LGMLJul 6, 2018

Distributed Self-Paced Learning in Alternating Direction Method of Multipliers

arXiv:1807.02234v13 citations
Originality Incremental advance
AI Analysis

This work addresses the problem of inefficient distributed training in self-paced learning for machine learning practitioners, though it is incremental as it adapts an existing framework to a new setting.

The paper tackles the challenge of scaling self-paced learning to large datasets by reformulating it into a distributed setting, proposing a novel method that optimizes model and instance weights in parallel using a consensus alternating direction method of multipliers, and demonstrating superior performance over existing methods in experiments on synthetic and real datasets.
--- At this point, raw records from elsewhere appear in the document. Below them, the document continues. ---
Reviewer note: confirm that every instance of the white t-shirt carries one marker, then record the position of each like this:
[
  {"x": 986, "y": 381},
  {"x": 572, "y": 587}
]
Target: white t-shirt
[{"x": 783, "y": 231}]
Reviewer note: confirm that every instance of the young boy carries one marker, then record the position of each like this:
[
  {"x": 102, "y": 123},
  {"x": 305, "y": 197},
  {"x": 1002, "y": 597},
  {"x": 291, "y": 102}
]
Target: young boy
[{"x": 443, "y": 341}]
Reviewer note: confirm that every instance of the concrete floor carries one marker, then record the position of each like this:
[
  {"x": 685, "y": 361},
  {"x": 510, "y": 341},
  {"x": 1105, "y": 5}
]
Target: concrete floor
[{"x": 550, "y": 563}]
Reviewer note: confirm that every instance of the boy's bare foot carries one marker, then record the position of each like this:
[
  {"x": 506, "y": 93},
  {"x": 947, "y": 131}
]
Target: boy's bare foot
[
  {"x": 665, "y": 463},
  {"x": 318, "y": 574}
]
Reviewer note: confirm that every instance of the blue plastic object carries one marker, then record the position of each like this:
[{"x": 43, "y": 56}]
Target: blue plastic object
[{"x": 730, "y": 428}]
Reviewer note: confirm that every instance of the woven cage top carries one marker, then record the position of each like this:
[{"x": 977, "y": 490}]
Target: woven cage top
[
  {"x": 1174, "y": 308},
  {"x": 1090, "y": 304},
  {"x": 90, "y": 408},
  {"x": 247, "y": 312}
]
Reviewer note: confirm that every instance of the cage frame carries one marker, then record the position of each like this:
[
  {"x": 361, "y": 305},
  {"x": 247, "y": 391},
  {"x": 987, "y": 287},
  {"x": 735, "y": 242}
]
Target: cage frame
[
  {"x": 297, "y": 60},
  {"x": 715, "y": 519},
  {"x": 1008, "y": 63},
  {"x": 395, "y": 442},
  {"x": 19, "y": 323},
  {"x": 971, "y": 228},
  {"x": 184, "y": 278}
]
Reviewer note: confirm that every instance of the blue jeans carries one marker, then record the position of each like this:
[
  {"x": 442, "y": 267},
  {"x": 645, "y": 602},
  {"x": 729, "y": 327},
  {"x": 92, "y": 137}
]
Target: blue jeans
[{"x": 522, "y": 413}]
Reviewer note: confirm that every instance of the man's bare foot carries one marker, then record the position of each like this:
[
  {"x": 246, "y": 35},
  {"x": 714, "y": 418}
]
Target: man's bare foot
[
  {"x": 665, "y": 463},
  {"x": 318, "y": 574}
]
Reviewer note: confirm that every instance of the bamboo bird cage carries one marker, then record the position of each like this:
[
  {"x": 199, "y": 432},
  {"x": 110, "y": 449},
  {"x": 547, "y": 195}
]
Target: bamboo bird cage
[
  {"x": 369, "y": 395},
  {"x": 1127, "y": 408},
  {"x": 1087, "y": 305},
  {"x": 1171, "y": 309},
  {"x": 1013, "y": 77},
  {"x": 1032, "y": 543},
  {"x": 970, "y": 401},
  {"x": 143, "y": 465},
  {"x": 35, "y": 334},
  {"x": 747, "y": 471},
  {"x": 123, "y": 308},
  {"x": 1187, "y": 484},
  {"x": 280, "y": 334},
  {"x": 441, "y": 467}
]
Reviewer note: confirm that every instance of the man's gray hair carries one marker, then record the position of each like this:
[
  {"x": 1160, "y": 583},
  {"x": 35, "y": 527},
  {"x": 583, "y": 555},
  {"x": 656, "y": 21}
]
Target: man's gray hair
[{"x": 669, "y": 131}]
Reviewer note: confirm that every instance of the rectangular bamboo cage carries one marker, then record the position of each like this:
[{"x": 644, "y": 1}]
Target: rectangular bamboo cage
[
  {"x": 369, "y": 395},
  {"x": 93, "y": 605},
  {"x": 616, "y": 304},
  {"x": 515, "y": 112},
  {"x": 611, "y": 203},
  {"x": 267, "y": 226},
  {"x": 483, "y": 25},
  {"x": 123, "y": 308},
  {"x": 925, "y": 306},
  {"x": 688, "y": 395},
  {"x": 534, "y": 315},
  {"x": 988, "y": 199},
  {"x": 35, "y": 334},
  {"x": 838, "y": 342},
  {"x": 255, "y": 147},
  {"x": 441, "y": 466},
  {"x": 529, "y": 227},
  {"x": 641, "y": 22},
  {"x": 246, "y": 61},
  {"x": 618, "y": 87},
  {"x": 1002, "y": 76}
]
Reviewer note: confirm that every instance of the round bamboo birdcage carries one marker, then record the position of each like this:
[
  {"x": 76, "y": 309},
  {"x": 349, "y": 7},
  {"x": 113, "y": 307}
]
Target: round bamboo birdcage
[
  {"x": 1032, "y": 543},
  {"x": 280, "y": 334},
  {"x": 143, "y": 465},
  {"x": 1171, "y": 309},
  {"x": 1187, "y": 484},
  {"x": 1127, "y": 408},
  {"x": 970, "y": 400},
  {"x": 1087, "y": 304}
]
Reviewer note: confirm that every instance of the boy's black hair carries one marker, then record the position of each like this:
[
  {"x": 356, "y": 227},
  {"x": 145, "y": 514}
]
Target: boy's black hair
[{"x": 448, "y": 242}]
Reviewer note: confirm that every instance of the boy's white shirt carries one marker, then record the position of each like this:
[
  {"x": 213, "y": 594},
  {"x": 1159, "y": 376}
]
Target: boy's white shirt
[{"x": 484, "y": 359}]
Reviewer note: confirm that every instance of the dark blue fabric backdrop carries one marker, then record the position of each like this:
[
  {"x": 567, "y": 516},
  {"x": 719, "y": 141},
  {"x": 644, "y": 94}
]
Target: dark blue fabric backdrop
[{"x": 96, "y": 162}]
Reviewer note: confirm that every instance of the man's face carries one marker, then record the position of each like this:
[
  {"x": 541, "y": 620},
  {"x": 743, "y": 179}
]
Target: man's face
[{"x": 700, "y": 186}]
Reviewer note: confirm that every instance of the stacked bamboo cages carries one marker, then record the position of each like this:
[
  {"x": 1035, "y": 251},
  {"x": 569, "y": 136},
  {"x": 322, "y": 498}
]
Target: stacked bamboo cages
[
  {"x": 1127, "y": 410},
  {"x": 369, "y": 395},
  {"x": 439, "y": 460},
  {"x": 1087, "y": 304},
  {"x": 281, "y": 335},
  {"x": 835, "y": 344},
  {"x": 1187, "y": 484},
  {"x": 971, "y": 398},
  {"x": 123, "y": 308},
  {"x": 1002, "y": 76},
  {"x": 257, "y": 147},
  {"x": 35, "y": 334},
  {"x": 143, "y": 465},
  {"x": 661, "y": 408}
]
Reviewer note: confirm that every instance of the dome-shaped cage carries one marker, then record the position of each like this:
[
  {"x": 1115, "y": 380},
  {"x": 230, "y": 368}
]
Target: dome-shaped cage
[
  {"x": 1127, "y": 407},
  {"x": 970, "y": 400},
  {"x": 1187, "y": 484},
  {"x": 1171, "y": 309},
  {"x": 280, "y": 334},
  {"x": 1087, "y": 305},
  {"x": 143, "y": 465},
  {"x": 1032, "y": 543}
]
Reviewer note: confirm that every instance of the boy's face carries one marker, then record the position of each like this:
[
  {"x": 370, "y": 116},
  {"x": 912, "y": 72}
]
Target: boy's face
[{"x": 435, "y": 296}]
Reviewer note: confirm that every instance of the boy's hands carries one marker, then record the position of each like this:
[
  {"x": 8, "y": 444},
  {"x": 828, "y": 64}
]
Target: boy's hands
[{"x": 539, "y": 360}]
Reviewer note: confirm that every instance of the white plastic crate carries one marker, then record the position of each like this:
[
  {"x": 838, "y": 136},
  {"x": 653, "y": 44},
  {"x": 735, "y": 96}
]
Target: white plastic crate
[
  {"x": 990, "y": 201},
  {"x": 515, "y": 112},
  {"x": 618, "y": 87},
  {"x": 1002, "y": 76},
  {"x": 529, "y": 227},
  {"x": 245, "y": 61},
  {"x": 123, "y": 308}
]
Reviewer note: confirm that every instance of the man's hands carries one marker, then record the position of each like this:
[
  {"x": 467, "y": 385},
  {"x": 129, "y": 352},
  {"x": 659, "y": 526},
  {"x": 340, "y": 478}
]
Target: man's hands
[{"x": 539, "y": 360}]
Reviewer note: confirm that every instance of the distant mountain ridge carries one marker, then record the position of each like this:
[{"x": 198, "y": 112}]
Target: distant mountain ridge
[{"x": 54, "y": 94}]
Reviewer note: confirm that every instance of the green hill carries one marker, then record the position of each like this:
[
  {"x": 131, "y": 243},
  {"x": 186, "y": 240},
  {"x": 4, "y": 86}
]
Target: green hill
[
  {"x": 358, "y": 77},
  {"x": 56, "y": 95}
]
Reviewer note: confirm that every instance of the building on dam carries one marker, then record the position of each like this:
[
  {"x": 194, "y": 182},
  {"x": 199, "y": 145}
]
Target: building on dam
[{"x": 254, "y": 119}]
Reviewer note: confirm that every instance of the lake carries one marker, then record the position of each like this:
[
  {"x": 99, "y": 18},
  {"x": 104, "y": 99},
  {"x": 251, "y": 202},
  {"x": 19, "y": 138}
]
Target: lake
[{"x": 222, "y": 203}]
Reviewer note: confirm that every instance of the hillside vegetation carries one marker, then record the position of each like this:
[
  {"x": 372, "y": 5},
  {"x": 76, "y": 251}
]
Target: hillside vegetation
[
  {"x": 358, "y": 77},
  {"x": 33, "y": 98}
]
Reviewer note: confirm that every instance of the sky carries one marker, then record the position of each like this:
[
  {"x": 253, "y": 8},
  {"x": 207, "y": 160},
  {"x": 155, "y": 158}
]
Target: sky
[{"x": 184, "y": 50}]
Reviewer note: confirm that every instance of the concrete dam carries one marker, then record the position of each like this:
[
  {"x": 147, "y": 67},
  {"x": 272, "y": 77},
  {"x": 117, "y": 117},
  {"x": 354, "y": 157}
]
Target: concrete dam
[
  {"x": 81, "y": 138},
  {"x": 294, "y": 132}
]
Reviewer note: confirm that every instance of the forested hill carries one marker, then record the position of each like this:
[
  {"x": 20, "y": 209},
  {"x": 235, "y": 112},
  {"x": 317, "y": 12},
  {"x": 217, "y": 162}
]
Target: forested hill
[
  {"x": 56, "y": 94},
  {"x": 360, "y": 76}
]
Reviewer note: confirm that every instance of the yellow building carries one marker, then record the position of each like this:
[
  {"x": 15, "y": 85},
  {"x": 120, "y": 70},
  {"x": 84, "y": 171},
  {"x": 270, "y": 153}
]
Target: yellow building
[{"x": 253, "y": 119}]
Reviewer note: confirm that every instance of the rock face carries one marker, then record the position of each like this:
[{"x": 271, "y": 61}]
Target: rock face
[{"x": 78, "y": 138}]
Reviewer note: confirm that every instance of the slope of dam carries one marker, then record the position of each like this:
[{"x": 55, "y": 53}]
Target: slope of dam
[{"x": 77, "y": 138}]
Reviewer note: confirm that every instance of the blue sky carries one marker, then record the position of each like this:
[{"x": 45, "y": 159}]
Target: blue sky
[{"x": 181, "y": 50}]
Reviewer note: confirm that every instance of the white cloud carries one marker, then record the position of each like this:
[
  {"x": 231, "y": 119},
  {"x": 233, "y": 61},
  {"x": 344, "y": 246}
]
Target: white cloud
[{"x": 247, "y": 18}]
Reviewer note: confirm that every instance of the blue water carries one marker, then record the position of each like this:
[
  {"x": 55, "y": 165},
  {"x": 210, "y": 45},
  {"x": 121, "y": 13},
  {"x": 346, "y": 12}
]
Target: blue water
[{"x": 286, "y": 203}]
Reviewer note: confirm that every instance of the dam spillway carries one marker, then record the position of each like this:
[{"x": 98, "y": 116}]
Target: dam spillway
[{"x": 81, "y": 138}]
Self-paced learning (SPL) mimics the cognitive process of humans, who generally learn from easy samples to hard ones. One key issue in SPL is the training process required for each instance weight depends on the other samples and thus cannot easily be run in a distributed manner in a large-scale dataset. In this paper, we reformulate the self-paced learning problem into a distributed setting and propose a novel Distributed Self-Paced Learning method (DSPL) to handle large-scale datasets. Specifically, both the model and instance weights can be optimized in parallel for each batch based on a consensus alternating direction method of multipliers. We also prove the convergence of our algorithm under mild conditions. Extensive experiments on both synthetic and real datasets demonstrate that our approach is superior to those of existing methods.